Should Anticoagulants Be Held Prior to AVF Creation?
Yes, anticoagulants should be held prior to arteriovenous fistula (AVF) creation for hemodialysis access, as the bleeding risk outweighs any potential benefit for thrombosis prevention in this specific surgical context.
Rationale for Holding Anticoagulation
AVF creation is classified as a low to moderate bleeding risk procedure where local hemostasis can be challenging due to the high-flow vascular anastomosis being created. The evidence demonstrates that:
Intraoperative systemic heparin provides no benefit for 30-day patency rates in AVF surgery (92% vs 86% patency with or without heparin, p=0.65), while increasing bleeding complications 1
Perioperative anticoagulation increases bleeding without improving outcomes: A prospective randomized study showed that systemic heparin during AVF creation resulted in significantly more early postoperative bleeding complications (p<0.01) with no improvement in 6-week primary patency (96% vs 92%, p=0.46) 2
The bleeding complications from anticoagulation during AVF surgery include hematomas, which can compress the newly created fistula and lead to early thrombosis—the exact outcome you're trying to prevent 3, 1
Specific Management Protocol
For Patients on DOACs (Apixaban, Rivaroxaban, Edoxaban, Dabigatran):
- Hold DOACs for 1-2 days before surgery depending on bleeding risk assessment and renal function 4
- For standard AVF creation (low-moderate bleeding risk): discontinue 1 day prior 4
- No bridging anticoagulation is required for AVF surgery 4
- Resume DOACs 1 day after surgery once adequate hemostasis is confirmed 4
For Patients on Warfarin:
- Stop warfarin 2-4 days before the procedure to allow INR to fall below 1.5 5
- No bridging with heparin is necessary for this procedure 5
- Restart warfarin within 24 hours after surgery once bleeding stability is assured 5
Critical Exception - High Thrombotic Risk Patients:
For patients with mechanical heart valves (particularly mitral position or any mechanical valve with additional risk factors):
- These patients require bridging anticoagulation when warfarin is interrupted 5
- Use therapeutic intravenous unfractionated heparin or low-molecular-weight heparin when INR falls below 2.0 5
- Stop bridging heparin 4-6 hours before AVF surgery 5
- This represents a genuine clinical dilemma where you must balance stroke risk against surgical bleeding
Common Pitfalls to Avoid
Do not continue anticoagulation "just to be safe" for thrombosis prevention—the data clearly shows this increases bleeding without improving fistula patency 1, 2. The primary determinant of early AVF failure is vessel diameter and quality, not perioperative anticoagulation status 3.

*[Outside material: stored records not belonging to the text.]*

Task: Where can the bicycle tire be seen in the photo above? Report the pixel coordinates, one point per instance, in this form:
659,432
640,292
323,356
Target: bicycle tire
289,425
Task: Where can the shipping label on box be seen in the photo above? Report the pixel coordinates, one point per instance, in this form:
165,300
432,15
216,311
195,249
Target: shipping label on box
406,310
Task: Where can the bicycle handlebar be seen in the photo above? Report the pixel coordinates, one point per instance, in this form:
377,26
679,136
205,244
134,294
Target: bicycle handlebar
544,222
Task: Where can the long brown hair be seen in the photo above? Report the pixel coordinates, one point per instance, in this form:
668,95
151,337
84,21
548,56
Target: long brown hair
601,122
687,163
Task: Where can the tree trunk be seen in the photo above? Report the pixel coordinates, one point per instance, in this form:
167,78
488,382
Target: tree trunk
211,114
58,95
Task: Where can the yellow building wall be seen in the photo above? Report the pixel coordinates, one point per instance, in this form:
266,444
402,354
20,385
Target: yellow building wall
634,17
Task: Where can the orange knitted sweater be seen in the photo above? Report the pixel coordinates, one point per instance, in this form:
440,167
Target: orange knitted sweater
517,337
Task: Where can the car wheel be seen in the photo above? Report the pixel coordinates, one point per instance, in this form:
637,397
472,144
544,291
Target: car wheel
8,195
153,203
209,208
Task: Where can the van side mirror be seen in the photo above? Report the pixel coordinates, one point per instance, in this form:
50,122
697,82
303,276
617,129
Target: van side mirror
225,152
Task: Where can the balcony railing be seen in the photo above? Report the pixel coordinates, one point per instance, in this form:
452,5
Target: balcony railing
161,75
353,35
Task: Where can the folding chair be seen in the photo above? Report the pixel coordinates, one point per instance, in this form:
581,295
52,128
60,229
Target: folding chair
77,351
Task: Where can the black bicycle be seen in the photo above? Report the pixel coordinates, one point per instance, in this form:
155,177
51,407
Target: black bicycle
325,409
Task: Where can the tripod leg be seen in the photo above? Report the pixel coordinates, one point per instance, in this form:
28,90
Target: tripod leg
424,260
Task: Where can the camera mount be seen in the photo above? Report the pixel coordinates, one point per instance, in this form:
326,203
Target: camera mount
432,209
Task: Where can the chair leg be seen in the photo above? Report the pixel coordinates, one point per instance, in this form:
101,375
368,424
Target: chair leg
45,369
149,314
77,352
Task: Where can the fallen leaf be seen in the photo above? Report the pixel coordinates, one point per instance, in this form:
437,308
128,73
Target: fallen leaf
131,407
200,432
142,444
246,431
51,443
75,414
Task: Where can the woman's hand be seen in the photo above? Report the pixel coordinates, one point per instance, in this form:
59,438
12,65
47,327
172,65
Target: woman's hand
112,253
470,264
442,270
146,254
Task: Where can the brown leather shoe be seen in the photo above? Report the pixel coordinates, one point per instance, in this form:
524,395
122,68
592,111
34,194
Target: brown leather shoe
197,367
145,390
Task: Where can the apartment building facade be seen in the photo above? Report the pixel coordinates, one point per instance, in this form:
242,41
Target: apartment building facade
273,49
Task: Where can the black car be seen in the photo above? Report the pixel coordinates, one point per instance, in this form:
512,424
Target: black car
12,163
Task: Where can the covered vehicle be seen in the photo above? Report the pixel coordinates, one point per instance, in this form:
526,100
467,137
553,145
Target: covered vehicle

Do not use "bridging" heparin for atrial fibrillation patients undergoing AVF creation—this is unnecessary and increases bleeding risk. The brief interruption of anticoagulation (1-3 days) poses minimal stroke risk compared to the bleeding complications 4.
Avoid restarting anticoagulation too early—wait until there is clear evidence of hemostasis, typically 24 hours postoperatively, as premature resumption can cause hematoma formation that compromises the fistula 4, 2.